DESCRIPTION (provided by applicant): Toxoplasma gondii is a widespread protozoan parasite of wild, domestic, and companion animals that also commonly infects humans. Severe infections are normally only found in immunocompromised patients, including HIV infection, cancer chemotherapy, organ transplant, or infants infected in utero. Additionally, emerging studies indicate that severe ocular toxoplasmosis can also occur in healthy adults, and that chronic infection is an underlying risk factor for some forms of psychiatric disease. Toxoplasma isolates differ dramatically in their virulence in animal models and also in human infections.
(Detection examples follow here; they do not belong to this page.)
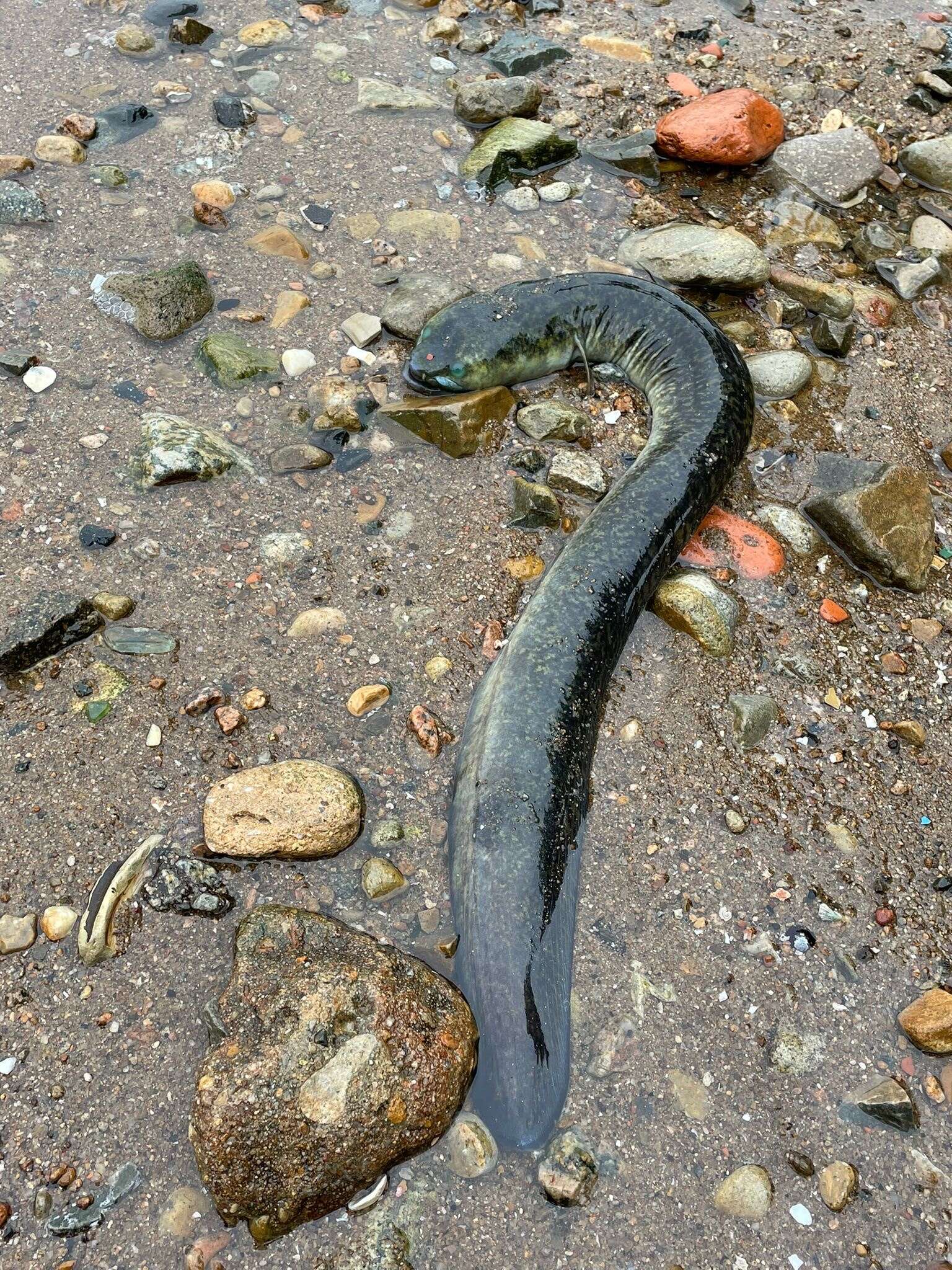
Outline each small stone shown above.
[245,224,311,260]
[443,1111,499,1177]
[651,571,740,657]
[203,758,363,859]
[340,313,382,348]
[93,260,214,339]
[538,1129,598,1208]
[876,255,943,300]
[803,468,935,592]
[486,30,571,76]
[379,273,472,339]
[356,79,446,110]
[212,93,258,128]
[899,988,952,1055]
[509,476,562,530]
[839,1076,919,1133]
[549,450,608,500]
[361,856,406,899]
[237,18,291,48]
[33,133,86,166]
[810,318,855,357]
[899,132,952,192]
[713,1165,773,1222]
[198,333,280,389]
[132,411,254,487]
[503,185,539,212]
[288,608,346,640]
[515,397,591,441]
[770,128,882,207]
[115,23,155,57]
[728,692,779,749]
[23,366,56,393]
[579,30,653,62]
[459,117,579,189]
[381,386,515,458]
[654,88,783,166]
[346,683,390,719]
[746,350,814,401]
[618,224,770,291]
[453,75,542,127]
[816,1160,859,1213]
[0,590,103,676]
[189,904,476,1239]
[0,913,37,956]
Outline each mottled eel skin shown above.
[405,273,754,1148]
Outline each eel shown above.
[403,273,754,1149]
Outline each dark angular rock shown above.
[0,590,103,674]
[79,525,115,549]
[839,1076,919,1133]
[486,30,571,75]
[189,904,476,1243]
[169,18,214,45]
[583,128,661,184]
[810,318,855,357]
[212,93,258,128]
[89,102,159,150]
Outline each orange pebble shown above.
[666,71,705,97]
[681,507,786,578]
[820,596,849,626]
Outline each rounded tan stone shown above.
[346,683,390,719]
[192,180,235,211]
[39,904,79,944]
[818,1160,859,1213]
[239,18,291,48]
[203,758,363,859]
[899,988,952,1054]
[33,133,86,166]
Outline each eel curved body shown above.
[405,273,754,1148]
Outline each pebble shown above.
[132,411,254,487]
[746,350,814,401]
[713,1165,773,1222]
[281,348,317,380]
[658,87,785,166]
[203,758,363,859]
[0,913,37,956]
[538,1129,598,1208]
[618,224,770,291]
[651,569,740,657]
[190,904,477,1239]
[346,683,390,719]
[899,988,952,1055]
[549,450,608,502]
[443,1111,499,1177]
[361,856,406,899]
[503,185,539,212]
[816,1160,859,1213]
[770,128,882,207]
[459,118,579,189]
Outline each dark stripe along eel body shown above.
[405,273,754,1148]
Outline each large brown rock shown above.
[379,388,515,458]
[189,904,476,1243]
[658,87,783,166]
[803,468,935,590]
[899,988,952,1054]
[203,758,363,859]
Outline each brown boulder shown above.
[658,87,783,167]
[899,988,952,1054]
[189,904,476,1243]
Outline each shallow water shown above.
[0,0,952,1270]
Recent findings reveal that the major virulence determinants of this parasite are secretory proteins derived from the rhoptries (ROPs), which are injected to the host cell at the time of invasion. Many ROPs contain a conserved serine / threonine kinase domain and are predicted to function as kinases, potentially altering host signaling pathways by phosphorylation of specific targets. In preliminary studies, we have developed a systematic gene disruption strategy to target all of the known active ROP kinases in the genome. Disruption of ROP kinases will be used to define their roles during growth in vitro vs. in vivo in the mouse model. Separately, we have designed a single-step insertional strategy to generate conditional expression alleles of essential ROP kinases. Knockdown of individual ROPs will be used to explore the functional pathways controlled by these kinases. We will also employ biochemical assays and mass spectrometry to identify the substrate specificity of ROP kinases, there by providing specific substrates for development of inhibitor assays. Expression of recombinant proteins will be used to develop in vitro activity assays and to screen focused kinase inhibitor libraries to indentify potent inhibitors. The goal of these studies to provide genetic validation of essential kinases in T. gondii and to characterize chemical scaffolds that inhibitor ROP kinases for future development. These studies will help define the roles of an important class of parasite virulence factors and may lead to improved therapeutic intervention against toxoplasmosis.

描述（由申请人提供）：刚地弓形虫是一种广泛存在于野生、家养和伴侣动物中的原生动物寄生虫，通常也会感染人类。严重感染通常只在免疫功能低下的患者中发现，包括HIV感染、癌症化疗、器官移植或子宫内感染的婴儿。此外，新出现的研究表明，严重的眼部弓形虫病也可能发生在健康成年人身上，慢性感染是某些精神疾病的潜在危险因素。分离弓形虫在动物模型和人类感染中的毒力差别很大。最近的研究结果表明，这种寄生虫的主要毒力决定因素是在入侵时注射到宿主细胞中的来自腺状体（ROPs）的分泌蛋白。许多rop含有一个保守的丝氨酸/苏氨酸激酶结构域，并被预测为激酶，可能通过磷酸化特定靶标改变宿主信号通路。在初步研究中，我们已经开发了一种系统的基因破坏策略，以基因组中所有已知的活性ROP激酶为目标。在小鼠模型中，ROP激酶的破坏将用于确定它们在体外和体内生长过程中的作用。另外，我们设计了一个单步插入策略来生成必需ROP激酶的条件表达等位基因。单个rop的敲除将用于探索由这些激酶控制的功能途径。我们还将采用生化分析和质谱分析来确定ROP激酶的底物特异性，从而为开发抑制剂检测提供特定的底物。重组蛋白的表达将用于开发体外活性测定和筛选重点激酶抑制剂文库，以确定有效的抑制剂。这些研究的目的是提供弓形虫必需激酶的遗传验证，并表征抑制ROP激酶的化学支架，为未来的发展提供参考。这些研究将有助于确定一类重要的寄生虫毒力因子的作用，并可能导致改进针对弓形虫病的治疗干预。